Etwa 34.000 Reservistinnen und Reservisten leisten regelmäßig Dienst für die Bundeswehr. Ihre Heranziehung erfolgt durch einen analogen Prozess, der sich digital deutlich beschleunigen ließe. Die vom Bundeswehr-Digitalisierungspartner BWI entwickelte App „Meine Reserve“ könnte in Zukunft Abhilfe schaffen. Der stellvertretende Generalinspekteur der Bundeswehr, Generalleutnant Markus Laubenthal, konnte sich vergangene Woche selbst ein Bild vom entwickelten Demonstrator machen.

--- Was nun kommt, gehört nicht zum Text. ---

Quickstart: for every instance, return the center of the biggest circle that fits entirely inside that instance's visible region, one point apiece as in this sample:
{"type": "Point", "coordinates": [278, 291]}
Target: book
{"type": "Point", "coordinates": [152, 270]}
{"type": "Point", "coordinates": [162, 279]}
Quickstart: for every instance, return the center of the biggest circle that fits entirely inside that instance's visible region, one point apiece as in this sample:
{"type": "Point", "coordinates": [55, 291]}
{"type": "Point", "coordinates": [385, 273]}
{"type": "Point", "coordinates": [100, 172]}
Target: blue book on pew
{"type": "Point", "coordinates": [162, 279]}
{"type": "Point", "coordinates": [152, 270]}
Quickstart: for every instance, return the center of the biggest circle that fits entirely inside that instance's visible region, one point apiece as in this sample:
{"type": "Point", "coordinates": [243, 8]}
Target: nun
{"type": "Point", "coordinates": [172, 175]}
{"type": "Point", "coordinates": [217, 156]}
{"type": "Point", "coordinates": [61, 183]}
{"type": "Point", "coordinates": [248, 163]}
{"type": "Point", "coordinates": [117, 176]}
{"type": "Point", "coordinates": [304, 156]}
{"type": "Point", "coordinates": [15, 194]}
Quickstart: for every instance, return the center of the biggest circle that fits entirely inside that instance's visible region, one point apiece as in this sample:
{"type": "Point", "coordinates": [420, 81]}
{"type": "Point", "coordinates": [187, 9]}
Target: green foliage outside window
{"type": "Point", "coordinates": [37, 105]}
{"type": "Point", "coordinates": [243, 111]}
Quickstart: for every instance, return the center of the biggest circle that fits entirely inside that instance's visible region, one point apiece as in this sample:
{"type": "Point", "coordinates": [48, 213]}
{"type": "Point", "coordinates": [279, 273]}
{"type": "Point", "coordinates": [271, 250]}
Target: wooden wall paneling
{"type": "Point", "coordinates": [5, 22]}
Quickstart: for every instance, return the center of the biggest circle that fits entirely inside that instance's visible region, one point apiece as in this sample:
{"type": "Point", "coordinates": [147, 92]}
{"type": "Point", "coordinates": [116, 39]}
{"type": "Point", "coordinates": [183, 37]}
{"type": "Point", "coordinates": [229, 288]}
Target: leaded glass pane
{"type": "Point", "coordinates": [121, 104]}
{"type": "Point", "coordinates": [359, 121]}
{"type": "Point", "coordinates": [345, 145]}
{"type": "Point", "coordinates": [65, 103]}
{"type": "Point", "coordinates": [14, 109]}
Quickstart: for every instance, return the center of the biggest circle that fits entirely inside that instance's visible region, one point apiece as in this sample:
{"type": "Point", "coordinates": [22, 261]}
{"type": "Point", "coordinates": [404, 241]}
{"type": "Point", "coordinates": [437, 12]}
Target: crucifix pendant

Die von der BWI Innovationseinheit innoX in Zusammenarbeit mit dem Bundesamt für Personalmanagement der Bundeswehr (BAPersBw) entwickelte Smartphone-App „Meine Reserve“ könnte in Zukunft den Prozess der Heranziehung von Reservedienstleistenden digitalisieren und damit spürbar beschleunigen. Reservedienstleistende sind für die Einsatzbereitschaft der Bundeswehr ein wichtiger Baustein: Sie tragen nicht nur zur Landes- und Bündnisverteidigung bei, sondern leisten auch einen wertvollen Dienst in Sachen Heimatschutz, bei Katastrophen oder schweren Unglücksfällen. Werden sie gebraucht, werden sie von der Bundeswehr postalisch mit einem Heranziehungsbescheid einberufen – ein Prozess, der viel Zeit in Anspruch nimmt.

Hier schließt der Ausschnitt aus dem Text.